Each topic is elaborated in the Draft. Examples of specific research needs are listed as well as research-to-practice (R2P) programs that could be implemented. NIOSH will use stakeholder input to refocus topics as necessary and to more fully specify research needs and R2P possibilities. Outcome Topics

  1. How can we better prevent traumatic injuries, especially falls, electrocutions and being hit by objects?
  2. How can we prevent exposures to health hazards such as welding fumes, noise and silica?
  3. How can we prevent sprains and strains (musculoskeletal injuries)?

Contributing Factor Topics

  1. How can we improve safety culture on jobsites?
  2. How can we integrate safety into the regular operations of contractors (safety management)?
  3. How can we change the way the industry is structured to encourage (and avoid disincentives for) safety?
  4. How can we improve the effectiveness of safety training?
  5. How do we ensure adequate protection for “vulnerable workers” – such as non-English-speaking immigrants and young apprentices?
  6. How do we move safety “upstream,” incorporated from the start into designs created by architects and engineers?
  7. How do we collect better data on injuries and illnesses so we fully understand the scope of the problem and can better focus our research efforts?

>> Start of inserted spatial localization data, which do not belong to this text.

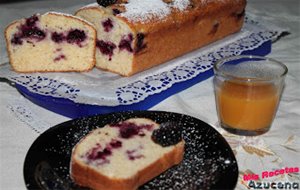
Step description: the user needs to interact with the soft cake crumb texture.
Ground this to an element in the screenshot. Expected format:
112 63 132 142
74 118 175 179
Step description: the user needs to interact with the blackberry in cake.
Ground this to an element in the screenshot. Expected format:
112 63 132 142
70 118 185 190
152 121 183 147
5 12 96 72
75 0 246 76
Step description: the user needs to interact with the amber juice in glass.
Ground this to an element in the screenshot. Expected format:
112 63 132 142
213 55 287 136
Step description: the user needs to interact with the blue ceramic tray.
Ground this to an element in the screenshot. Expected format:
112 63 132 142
16 41 272 119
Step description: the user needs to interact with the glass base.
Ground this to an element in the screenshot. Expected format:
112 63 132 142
221 123 270 136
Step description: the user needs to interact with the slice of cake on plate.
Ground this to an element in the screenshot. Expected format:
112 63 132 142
70 118 185 190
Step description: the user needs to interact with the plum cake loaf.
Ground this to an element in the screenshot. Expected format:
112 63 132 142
5 12 96 72
75 0 247 76
70 118 185 190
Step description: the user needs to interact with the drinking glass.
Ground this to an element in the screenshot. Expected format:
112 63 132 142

After 18 months of preliminary work by the NORA Construction Sector Council, NIOSH will present its draft research agenda for public comment in a one-day forum on February 14, the last day of the 18th annual Construction Safety Conference and Exposition in Rosemont, IL. Those not attending the Conference can comment on the agenda through the NIOSH website. The forum will focus on the ten key topics identified in the draft agenda (see box). The first three aim at specific outcomes while the last seven deal with ways to have more safety and health impact across the industry. The latter “contributing factor topics” are the result of input from the array of industry representatives – construction companies, associations, unions, safety professionals, equipment manufacturers, public health professionals, researchers, academics, government agencies and the LHSFNA – who participate in the Construction Sector Council.

Borck praises the new approach. “NIOSH is asking better and more significant questions. I’m hopeful that the answers will enable a much bigger impact on injuries and illnesses in construction over the next decade. As an industry, we have to do a better job. This new focus is a big step in the right direction.”